This app has been mentioned in previous posts, but as I have recently completed it I thought I would share my experiences with it.
C25K, as it is abbreviated, was created to encourage people to get running. The plan was originally designed by Josh Clark in 1996, a novice runner who wanted to help his mum get off the couch and be more active. Each session splits into varying periods of walking and running, building up over 9 weeks until the user is able to run for 30 minutes or 5 kilometres.
This was converted into an app by the NHS, with voice guidance you can use from your phone, alongside your music, if you choose to do so.
I’d not done any running since I left school over 30 years ago, but I do tend to walk a lot. I chose Jo Whiley as my coach, but there are others to choose from. Each run follows a similar format, there is a 5 minute brisk walk to start off with, then it mixes walking with running, increasing the amount of running each week until you can run for 30 minutes non stop. At the end of each run there is a further 5 minutes warm down walk. At the halfway point of each run a bell will sound, this is so you know when to turn round and head for home.
At each stage of the runs your chosen coach will tell you what to do, so change from walking to running and on the longer runs they will chime in with words of encouragement or advice. I found these really helpful, mostly as a distraction from actually thinking about running.

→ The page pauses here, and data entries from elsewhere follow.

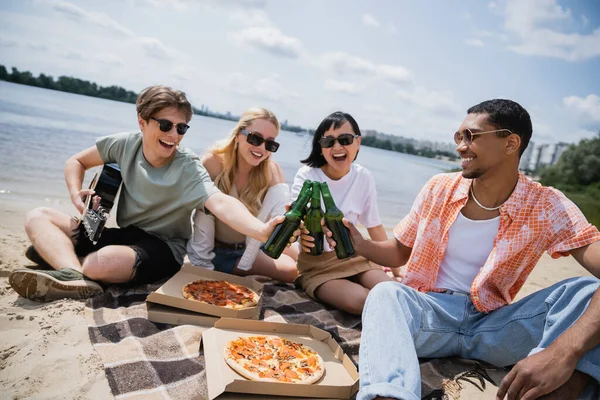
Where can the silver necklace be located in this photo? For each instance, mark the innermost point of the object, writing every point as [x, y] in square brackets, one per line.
[481, 205]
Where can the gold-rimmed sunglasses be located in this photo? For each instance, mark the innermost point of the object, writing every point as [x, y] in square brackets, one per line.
[467, 135]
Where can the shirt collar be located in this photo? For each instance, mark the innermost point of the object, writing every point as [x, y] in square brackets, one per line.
[511, 206]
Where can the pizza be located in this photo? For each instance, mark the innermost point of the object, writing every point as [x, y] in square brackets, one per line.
[220, 293]
[274, 359]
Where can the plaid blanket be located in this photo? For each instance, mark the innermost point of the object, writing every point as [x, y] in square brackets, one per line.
[143, 359]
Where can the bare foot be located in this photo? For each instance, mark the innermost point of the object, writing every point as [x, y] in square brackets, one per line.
[571, 389]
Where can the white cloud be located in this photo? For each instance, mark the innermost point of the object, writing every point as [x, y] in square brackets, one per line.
[474, 42]
[587, 109]
[370, 20]
[73, 56]
[342, 87]
[266, 88]
[534, 23]
[250, 17]
[7, 42]
[344, 63]
[429, 100]
[109, 59]
[183, 72]
[80, 15]
[270, 39]
[154, 48]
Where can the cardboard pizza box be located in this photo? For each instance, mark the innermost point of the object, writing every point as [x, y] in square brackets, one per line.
[170, 294]
[176, 316]
[340, 380]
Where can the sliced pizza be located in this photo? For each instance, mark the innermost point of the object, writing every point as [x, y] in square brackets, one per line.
[221, 293]
[274, 359]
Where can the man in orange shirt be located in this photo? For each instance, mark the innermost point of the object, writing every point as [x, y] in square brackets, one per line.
[469, 242]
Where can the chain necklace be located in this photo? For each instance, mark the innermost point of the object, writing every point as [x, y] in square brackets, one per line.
[481, 205]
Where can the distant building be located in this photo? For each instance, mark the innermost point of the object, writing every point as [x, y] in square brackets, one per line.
[526, 159]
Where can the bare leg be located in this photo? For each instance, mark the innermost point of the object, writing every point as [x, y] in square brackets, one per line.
[344, 295]
[283, 269]
[372, 277]
[50, 233]
[110, 264]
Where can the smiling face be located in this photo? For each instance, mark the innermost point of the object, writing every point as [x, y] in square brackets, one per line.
[159, 147]
[339, 158]
[249, 154]
[488, 152]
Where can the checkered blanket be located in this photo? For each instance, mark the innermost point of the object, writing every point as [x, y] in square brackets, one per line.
[143, 359]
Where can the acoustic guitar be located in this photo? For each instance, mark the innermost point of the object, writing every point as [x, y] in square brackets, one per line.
[106, 184]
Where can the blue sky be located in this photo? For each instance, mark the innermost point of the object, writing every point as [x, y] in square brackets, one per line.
[409, 68]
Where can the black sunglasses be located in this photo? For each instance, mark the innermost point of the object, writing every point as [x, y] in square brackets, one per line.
[165, 125]
[344, 139]
[255, 140]
[467, 135]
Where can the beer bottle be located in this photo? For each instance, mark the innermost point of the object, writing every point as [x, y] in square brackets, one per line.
[312, 222]
[333, 219]
[284, 231]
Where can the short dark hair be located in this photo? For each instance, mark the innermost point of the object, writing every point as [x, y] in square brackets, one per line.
[335, 120]
[507, 114]
[156, 98]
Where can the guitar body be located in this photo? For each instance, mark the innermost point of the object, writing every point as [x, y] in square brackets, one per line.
[106, 184]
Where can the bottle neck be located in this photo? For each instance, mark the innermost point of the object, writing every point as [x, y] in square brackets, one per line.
[327, 199]
[302, 201]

Don’t expect an app with all the bells and whistles, this won’t track your distance and speed, it is just designed to give you the information. It can be used alongside a tracking app, I used fitbit to actually track the distance of my runs.
As this is a “one size fits all” app some people will find it easy and others will struggle. My personal advice is if you don’t do much exercise at all start by walking for 30 minutes three times a week before you start, this will get your body used to some form of exercise. There are a couple of scary steps in the app, week three changes up from 90 seconds of running to 3 minutes and the end of week 5 is the first of the long runs. Don’t be discouraged by these, if you don’t manage to complete them simply redo the week. The aim behind the couch to 5k is to make a long term change, so there is no need to rush it and complete it in 9 weeks. It took me a little longer as I was delayed by flu and repeating runs, but I got there in the end.
The big question is can this app get you from a couch potato to someone capable of running non stop for 5k at a time? The answer yes. It may take you longer than 9 weeks and does require a big commitment of time and energy, try to plan it into your week, so you know when you will be running.
I really rate this app, after finishing it I feel fitter, have lost weight and sleep better. I’m going to continue running and will be taking part in the occasional Parkrun in the future. I found this a great way of getting into exercising on a regular basis and actually looked forward to my running days.
Download the app for Android or iOS, put a music playlist together and give it a go, you have nothing to lose by trying.